If this is still the same Nintendo that made Super Mario Galaxy and Zelda:TP, and is financing Punch-Out, Sin and Punishment 2, and Disaster, then their "design philosophy" hasn't noticeably changed.
So they have more money to make more sequels and more non-games. So what?
This is probably your most tired argument. This is more "Nintendo never makes new IP," right? Usually this ends up with somebody listing the egregiously high amounts of New IP launched since Nintendo's "new philosophy" took over including successful things like Wii Sports and Brain Age, to less successful but praised things like Elite Beat Agents and Custom Robo. To niche things like Trace Memory and Hotel Dusk. All new IPs driven by Nintendo. But you would then go down the list and say which ones "don't appeal to you" which sort of defeats the purpose of you wanting it in the first place because you have to be TOLD about new IP, which means you were never searching for it to begin with. It's seems your idea of "new IP" is Nintendo making cheap imitations of their own games with slightly different characters, which is akin to shying away from a new album by the Beatles and wishing The Beatles hired a cover band played their best hits instead. It's neurotic. No matter what they do they can never please your amorphous definition of "new IP."
I didn't ask for what they've done. I feel they've compromised who they are for mainstream success. I never asked for that.
Yes, you did. This is one of those "be careful what you wish for" moments, because you got it in spades. You asked for them to make more games that appeal to the mainstream. They've done that, even with characters considered "too niche." Of course they did it in a way that 100% displeases you, but if it really displeases you, it makes me wonder whether you wanted the result to begin with.

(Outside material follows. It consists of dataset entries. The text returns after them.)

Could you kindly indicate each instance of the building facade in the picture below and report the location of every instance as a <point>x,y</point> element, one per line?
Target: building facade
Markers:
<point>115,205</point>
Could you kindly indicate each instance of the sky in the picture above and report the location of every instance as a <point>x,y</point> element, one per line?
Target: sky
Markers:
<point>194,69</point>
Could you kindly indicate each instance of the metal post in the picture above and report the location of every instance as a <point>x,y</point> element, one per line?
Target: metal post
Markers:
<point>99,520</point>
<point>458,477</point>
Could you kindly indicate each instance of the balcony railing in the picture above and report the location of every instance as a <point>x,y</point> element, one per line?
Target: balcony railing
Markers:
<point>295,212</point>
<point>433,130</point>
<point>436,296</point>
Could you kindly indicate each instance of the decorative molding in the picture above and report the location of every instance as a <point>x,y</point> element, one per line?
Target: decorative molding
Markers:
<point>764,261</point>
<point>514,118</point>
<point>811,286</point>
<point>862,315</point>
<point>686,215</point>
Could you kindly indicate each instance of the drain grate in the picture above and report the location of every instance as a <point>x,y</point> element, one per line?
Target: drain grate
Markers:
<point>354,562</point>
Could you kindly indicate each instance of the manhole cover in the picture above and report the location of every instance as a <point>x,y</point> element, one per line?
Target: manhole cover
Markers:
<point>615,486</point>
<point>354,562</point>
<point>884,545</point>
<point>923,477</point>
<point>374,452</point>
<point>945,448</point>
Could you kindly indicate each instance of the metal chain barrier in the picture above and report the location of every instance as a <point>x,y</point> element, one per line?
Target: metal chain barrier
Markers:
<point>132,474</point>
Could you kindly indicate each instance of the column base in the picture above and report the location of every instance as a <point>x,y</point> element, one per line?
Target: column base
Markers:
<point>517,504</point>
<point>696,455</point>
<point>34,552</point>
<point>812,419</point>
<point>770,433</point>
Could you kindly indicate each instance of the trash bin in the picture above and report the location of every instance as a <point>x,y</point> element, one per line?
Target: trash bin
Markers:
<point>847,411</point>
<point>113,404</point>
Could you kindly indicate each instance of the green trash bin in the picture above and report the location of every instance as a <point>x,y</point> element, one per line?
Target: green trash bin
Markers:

I'm tired of arguing with you because you just decide to interpret what I said to whatever you want it to be. I say "I think Nintendo should provide more variety to attract a wider audience but without compromising the quality of their games." And then you take away the important qualifier
What qualifier? I quoted that whole sentence. It's even still part of your post on the previous page. Or... did you mean a "wider audience that I approve of first?" Was that the qualifier you meant? Are you going to screen every young child and woman walking out of a Walmart with a Wii and ensure their "right-thinking" in the ways of video games?
They have provided more variety. So much that new gamers are coming in, because they are offering things nobody has offered for a long time.
And then you take away the important qualifier and ignore it and decide that "wider audience" means non-gamers (which is a concept that didn't even exist when I suggested that anyway; who knows what I would have said if I thought of that idea) and then call me a hypocrite.
You know the Wii has a lot of regular gamers too. By any sane percentage of non-gamer to veteran gamer, the Wii has more "regular gamers" than the PS3 or 360 even has userbase. Same deal with the DS and the PSP. and I didn't call you a hypocrite, I just said you got what you wanted. Wii is successful in the mainstream again. They're #1. And they did it similar to your wants, by providing a wider variety of games rather than just Mario, Zelda, and Metroid (and it's so nice of them to still make those too. I thought they would have gone full bore casual now considering all the editorials saying so. But the reality is they've only made six or so "non-games," and the rest have been familiar faces and new attempts. Also, fans of Mario and Zelda count as part of the "wider audience" too.)
They compromised what made them great for mainstream success.
I'm just not sure what you mean by "great" here. Successfull? high-rated games? This metric keeps changing and it's hard to keep up. Even when they've done BOTH at the same time, apparently success is negative and a high userbase is a weakness. I just don't understand what's being said here.
And these are my final words on the matter. Now we should return to talking about DKJB.